Mireia ya no es esa joven que tenía una nómina de 2.200 euros brutos mensuales antes de ser doble medallista olímpica en Londres 2012; ahora es una triunfadora que busca la inmortalidad Naturalmente, el caché de Mireia cambió: ya no es esa joven que tenía una nómina de 2.200 euros brutos mensuales antes de ser doble medallista olímpica en Londres 2012. Ahora es una triunfadora que busca la inmortalidad. Algo que se refleja hasta en la Administración de Loterías de su padre, donde se han sacado números con sus récords del mundo, "que se venden francamente bien", reconoce su padre. "A la gente les gusta", añade. Quizá porque Mireia simboliza a una parte muy sana de la sociedad y que, según el mensaje de la UCAM (Universidad Católica de Murcia que le dio la vida en un momento difícil), representa "la fuerza del amor desinteresado". Porque, en realidad, Mireia, en gran parte, es eso: la muchacha que aparece fotografiada con su perro London, la que vuelve a casa de sus padres en Badalona y se encierra en su habitación a estudiar su carrera universitaria, y a la que también le gusta hacer de modelo.

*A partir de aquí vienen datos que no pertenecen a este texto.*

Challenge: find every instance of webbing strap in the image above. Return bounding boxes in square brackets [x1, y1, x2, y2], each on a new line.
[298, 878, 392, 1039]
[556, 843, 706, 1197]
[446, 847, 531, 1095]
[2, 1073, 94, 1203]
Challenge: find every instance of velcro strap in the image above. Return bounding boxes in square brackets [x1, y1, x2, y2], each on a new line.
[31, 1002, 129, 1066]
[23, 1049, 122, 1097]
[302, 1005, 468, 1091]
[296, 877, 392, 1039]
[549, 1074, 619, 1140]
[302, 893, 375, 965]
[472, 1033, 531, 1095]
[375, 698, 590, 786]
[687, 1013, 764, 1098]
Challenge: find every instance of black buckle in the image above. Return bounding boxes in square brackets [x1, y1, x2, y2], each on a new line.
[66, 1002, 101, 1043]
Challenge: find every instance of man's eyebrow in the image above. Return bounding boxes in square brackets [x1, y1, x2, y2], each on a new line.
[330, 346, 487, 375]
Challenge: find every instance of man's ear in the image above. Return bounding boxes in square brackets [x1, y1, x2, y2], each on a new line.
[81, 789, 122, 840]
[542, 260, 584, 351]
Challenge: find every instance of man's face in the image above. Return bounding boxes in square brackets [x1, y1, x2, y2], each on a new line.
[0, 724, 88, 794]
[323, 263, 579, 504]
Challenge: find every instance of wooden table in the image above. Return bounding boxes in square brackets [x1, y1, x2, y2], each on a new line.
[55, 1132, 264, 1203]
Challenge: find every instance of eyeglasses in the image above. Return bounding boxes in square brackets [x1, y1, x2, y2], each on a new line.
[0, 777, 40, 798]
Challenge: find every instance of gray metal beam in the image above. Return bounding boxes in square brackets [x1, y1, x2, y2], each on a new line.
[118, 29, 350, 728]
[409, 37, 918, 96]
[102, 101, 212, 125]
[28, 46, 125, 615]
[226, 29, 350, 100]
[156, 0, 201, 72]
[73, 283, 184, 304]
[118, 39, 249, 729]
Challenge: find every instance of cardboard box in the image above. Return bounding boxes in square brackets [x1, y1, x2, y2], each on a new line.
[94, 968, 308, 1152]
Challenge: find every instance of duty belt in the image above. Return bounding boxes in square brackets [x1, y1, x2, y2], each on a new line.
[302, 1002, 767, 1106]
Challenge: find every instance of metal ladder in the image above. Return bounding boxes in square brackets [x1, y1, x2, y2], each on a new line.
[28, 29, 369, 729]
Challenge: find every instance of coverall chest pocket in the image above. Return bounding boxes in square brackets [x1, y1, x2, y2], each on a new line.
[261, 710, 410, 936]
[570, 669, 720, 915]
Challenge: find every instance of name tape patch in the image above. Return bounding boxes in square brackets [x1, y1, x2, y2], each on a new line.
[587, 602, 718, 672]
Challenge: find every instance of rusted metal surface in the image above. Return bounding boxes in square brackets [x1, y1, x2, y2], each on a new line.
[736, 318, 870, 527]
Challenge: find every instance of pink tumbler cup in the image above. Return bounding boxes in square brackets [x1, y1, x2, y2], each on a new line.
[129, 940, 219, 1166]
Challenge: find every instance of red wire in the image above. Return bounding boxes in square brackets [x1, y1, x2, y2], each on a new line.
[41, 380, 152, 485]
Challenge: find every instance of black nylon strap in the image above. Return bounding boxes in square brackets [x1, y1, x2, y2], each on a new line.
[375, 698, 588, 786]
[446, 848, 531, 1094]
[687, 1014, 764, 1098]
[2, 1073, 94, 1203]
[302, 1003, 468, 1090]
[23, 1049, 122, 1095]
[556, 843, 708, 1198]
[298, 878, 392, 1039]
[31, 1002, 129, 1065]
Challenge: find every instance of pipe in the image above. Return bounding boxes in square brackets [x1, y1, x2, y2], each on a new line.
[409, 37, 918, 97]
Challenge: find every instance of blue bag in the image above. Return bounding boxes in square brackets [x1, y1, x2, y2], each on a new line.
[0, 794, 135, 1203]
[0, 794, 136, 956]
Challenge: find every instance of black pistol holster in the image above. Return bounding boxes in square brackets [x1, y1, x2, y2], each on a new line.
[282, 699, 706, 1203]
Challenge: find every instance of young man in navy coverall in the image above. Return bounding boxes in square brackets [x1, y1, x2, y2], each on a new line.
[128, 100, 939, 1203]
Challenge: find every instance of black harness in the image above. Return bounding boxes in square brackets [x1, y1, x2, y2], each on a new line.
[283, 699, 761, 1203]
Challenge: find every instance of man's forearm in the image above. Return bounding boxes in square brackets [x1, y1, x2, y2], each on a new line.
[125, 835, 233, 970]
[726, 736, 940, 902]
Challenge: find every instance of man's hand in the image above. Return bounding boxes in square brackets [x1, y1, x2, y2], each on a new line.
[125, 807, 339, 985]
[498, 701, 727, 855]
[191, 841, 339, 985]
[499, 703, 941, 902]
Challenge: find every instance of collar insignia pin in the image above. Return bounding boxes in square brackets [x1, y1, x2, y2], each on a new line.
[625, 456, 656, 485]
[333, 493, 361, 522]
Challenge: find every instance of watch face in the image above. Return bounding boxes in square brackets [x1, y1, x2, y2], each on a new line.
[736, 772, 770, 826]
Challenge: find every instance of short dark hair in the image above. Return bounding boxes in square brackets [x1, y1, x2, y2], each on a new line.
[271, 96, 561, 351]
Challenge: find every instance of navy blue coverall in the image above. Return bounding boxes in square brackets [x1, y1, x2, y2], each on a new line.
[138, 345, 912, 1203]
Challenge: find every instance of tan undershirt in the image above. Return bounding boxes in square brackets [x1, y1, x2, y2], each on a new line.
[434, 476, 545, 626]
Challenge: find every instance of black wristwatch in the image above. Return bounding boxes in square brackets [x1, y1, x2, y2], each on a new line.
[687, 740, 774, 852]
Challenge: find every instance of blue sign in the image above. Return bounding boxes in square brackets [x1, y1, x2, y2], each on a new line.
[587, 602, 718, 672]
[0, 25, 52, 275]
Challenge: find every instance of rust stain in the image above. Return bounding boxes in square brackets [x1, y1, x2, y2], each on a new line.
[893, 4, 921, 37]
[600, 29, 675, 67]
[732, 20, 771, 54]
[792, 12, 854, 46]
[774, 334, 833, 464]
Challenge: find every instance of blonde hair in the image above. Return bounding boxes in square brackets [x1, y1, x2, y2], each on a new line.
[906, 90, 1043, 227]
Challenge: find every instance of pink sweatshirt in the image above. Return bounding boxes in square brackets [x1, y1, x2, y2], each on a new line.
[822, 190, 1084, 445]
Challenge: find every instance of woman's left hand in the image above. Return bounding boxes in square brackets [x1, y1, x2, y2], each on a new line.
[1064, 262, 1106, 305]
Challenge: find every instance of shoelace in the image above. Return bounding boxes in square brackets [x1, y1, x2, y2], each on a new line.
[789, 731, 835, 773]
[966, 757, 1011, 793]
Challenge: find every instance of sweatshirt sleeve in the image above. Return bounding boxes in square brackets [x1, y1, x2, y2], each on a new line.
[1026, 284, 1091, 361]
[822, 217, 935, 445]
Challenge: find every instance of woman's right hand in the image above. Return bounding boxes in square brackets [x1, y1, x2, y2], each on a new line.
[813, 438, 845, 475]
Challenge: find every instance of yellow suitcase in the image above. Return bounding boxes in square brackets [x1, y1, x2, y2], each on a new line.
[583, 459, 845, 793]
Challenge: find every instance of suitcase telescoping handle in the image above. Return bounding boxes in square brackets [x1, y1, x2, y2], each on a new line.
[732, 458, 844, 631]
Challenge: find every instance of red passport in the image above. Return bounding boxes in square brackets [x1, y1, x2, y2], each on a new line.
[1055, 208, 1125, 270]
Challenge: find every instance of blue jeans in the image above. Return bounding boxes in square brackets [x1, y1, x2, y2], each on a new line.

La otra Mireia Belmonte, la insaciable ganadora, la que vive en el CAR de Sant Cugat, la que nada 20 kilómetros diarios, ha encontrado el premio que merecía. En Badalona la adoran hasta el punto que el Ayuntamiento va a construir una piscina olímpica que llevará su nombre, en el barrio de Bufalà.

En su propia página web se capta lo que Mireia ha logrado. Allí se congregan patrocinadores suyos de la categoría del Grupo OHL de construcción; de la empresa PageGroup, destinada a la selección de personal; de la marca deportiva Nike; de la de bañadores Speedo, o de Renault, que ha elegido a Mireia como una de sus imágenes hasta 2017 y que le entregó un coche, un Renault Captur, personalizado para ella.

Sin embargo, la realidad no sólo es esa: no atiende sólo a anuncios caros, a aviones en primera clase, a amables ruedas de prensa o a una vida resuelta económicamente que, con lo que ha ganado —tal vez, en otro país (Australia o Estados Unidos)—, ya podría estarlo. Pero aquí no; aquí se habla de unas ganancias suyas alrededor de los 200.000 euros anuales que proceden de enormes sacrificios. Como el del año pasado, cuando batió dos récords del mundo después de nueve horas de viaje en autobús "con las piernas totalmente encogidas" por media Europa.

Sí se supo que el verano pasado, en época alta, llegó a embolsarse 44.000 euros brutos por las tres medallas que logró en el Mundial de Barcelona y los récords en piscina corta en la Copa del Mundo. Pero eso no es lo normal. Eso supera lo que Mireia Belmonte García, en su viaje a la inmortalidad, está acostumbrada. Al menos, de momento.